We are all hearing that the economy is in a slump. I was curious how community organizations are handling the downturn. After all, they provide valuable services. Read this community group’s story and then see the tips I offer that should increase revenue.
I was a big sister for six years, so I decided to give Big Brothers Big Sisters exec Nancy Kosloski a call and get her take on fundraising and the economy. Nancy has been the executive director for many years, and she says this is the worst downturn she has experienced. Many of her staff has begun to work a four-day week to control payroll costs.
“Previous year’s fundraising dollars moved us ahead and allowed us to introduce new programs,” says Nancy. “Now our fundraisers fill in some of the financial holes we are experiencing.”
Recently they held their annual bowl-a-thon which has always been wildly successful. The bowling event raised $31,000 this year. Last year’s take was $36,000. “But we had 350 people bowl – which I considered great.” Nancy made sure to congratulate the staff on the huge turnout. So what went wrong? Apparently, corporate donations were down. “We have a golf event planned,” continues Nancy. “This year the golf outing will fill in the gaps that the bowling event didn’t earn.”
The organization plans to do more events, but it is touch and go because they have fewer staff who are working fewer hours. “This year we will have our motorcycle ride fundraiser with V Force Customs coordinating the event. We have to look at other events but will try not to repeat events that other organizations are conducting.
What are the major challenges Big Brothers Big Sisters are experiencing and how are they being addressed?
One major challenge for this community group has been the loss of their director of resource development – a key person. According to Nancy, another group offered her more money than Big Brothers and Big Sisters could afford. Because of their limited funding this year, they could only hire a part time staff member for that position.
“In terms of foundations, the help we usually count on has come through at 50% of last year’s levels. We thank them for what they are doing now and hope as the economy turns the foundation money will be restored, admits Nancy. “Also the challenge of getting grants is greater than ever, and there is more competition for the same dollars.
How are you integrating social networking into your fund development planning?
Nancy tells her story:
“We are just starting to do that. For example, people can donate through our website. Those who participate in the motorcycle ride can sign up online. And people who bowled could form their teams online.
“We are looking to set up a Facebook page for special causes. I don’t know the first thing about Facebook, and it requires additional staff time, which we don’t have. I signed up for my own Facebook page just to see how it works, but I don’t have time for more friends. This social marketing is a steep learning curve for me. “
Based on their limited funds what is the best direction for them?

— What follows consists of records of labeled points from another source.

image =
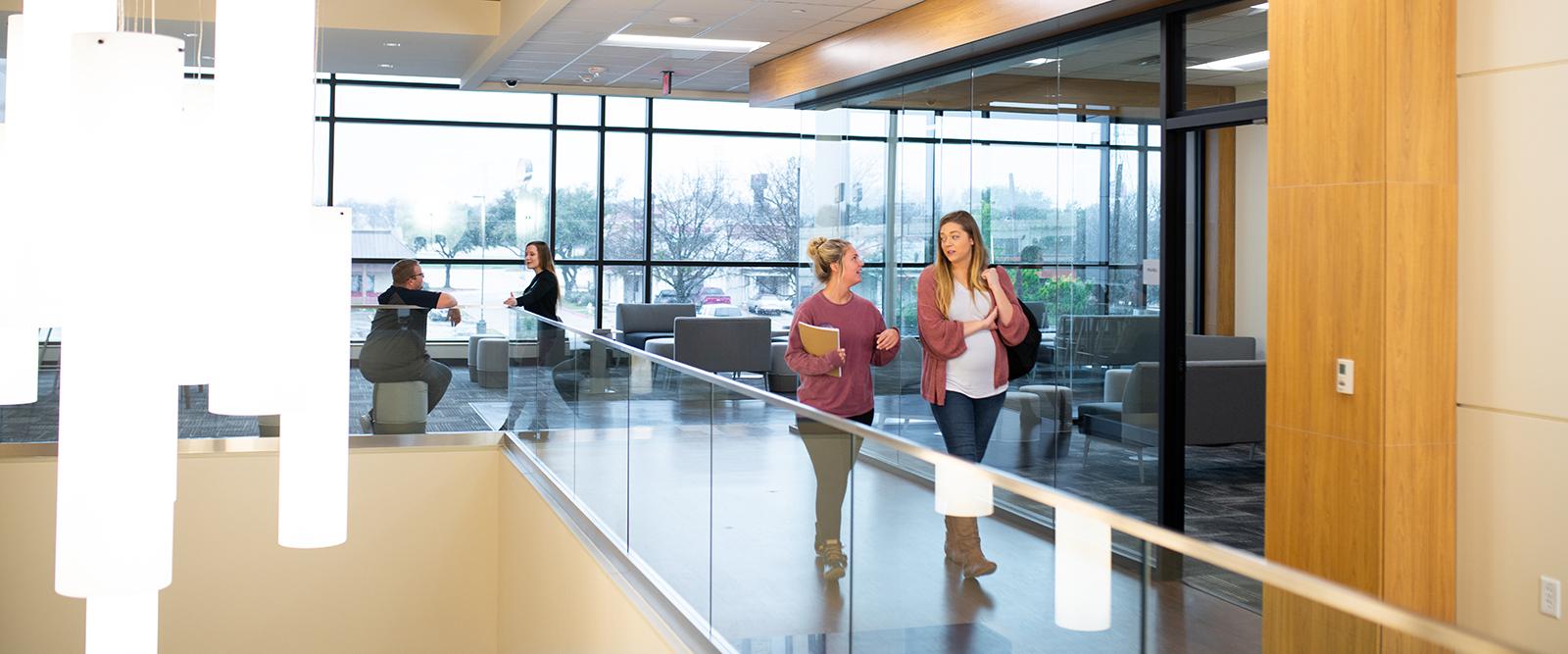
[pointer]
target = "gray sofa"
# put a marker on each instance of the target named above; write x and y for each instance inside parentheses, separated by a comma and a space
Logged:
(736, 344)
(635, 324)
(1225, 399)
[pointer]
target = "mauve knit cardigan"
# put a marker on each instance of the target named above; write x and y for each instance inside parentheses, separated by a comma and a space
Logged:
(945, 339)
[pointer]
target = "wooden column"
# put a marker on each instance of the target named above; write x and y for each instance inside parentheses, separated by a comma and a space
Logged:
(1361, 266)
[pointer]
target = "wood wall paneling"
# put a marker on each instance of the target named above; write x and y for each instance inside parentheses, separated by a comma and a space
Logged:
(1325, 301)
(1325, 91)
(924, 34)
(1423, 91)
(1219, 220)
(1361, 266)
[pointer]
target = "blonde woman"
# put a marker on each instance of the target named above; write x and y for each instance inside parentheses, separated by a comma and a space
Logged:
(864, 340)
(968, 313)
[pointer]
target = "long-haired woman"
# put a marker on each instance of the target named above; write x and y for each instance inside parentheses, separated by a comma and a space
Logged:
(864, 340)
(541, 297)
(968, 313)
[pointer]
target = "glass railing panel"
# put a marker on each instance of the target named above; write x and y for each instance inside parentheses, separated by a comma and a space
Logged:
(670, 478)
(725, 502)
(778, 488)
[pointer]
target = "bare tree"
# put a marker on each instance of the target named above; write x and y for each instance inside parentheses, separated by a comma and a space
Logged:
(694, 222)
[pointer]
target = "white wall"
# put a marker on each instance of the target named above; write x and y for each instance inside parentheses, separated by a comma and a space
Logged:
(1512, 352)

Community organizations have the greatest difficulty moving out of their comfort zone. They know their programs, their staff and their kids. But do they really understand what others think about their program and what would encourage more people to get more involved?
How many of the current 350 bowlers, who they were really proud of, would become team leaders next year? How do they keep in touch with them? Did they collect email addresses? How often do they touch base and with what materials?
Create a blog (or short articles that can be emailed) that is sponsored by local bowling allies. Have the ally manager write about the best bowling techniques? If I only bowl once a year, I would be lucky to break 90 points. But if you send me coupons from local bowling lanes, and give me the needed tips, I may begin to enjoy the sport and get more involved with Nancy’s group.
If bowling is an annual event, have bowling articles on the website and encourage me to sign up for your newsletter or your email blast that offers discounts and information. Encourage me to sign up my friends. Become a bowling resource.
I know this is counter intuitive. Why should I promote bowling when our goal is to offer mentoring programs for kids? First, you need to walk in your bowlers’ shoes and second, you may get more new mentors than you realize.
So collect emails (they are very valuable) and use them effectively so people who participate in your events become engaged based on THEIR interests.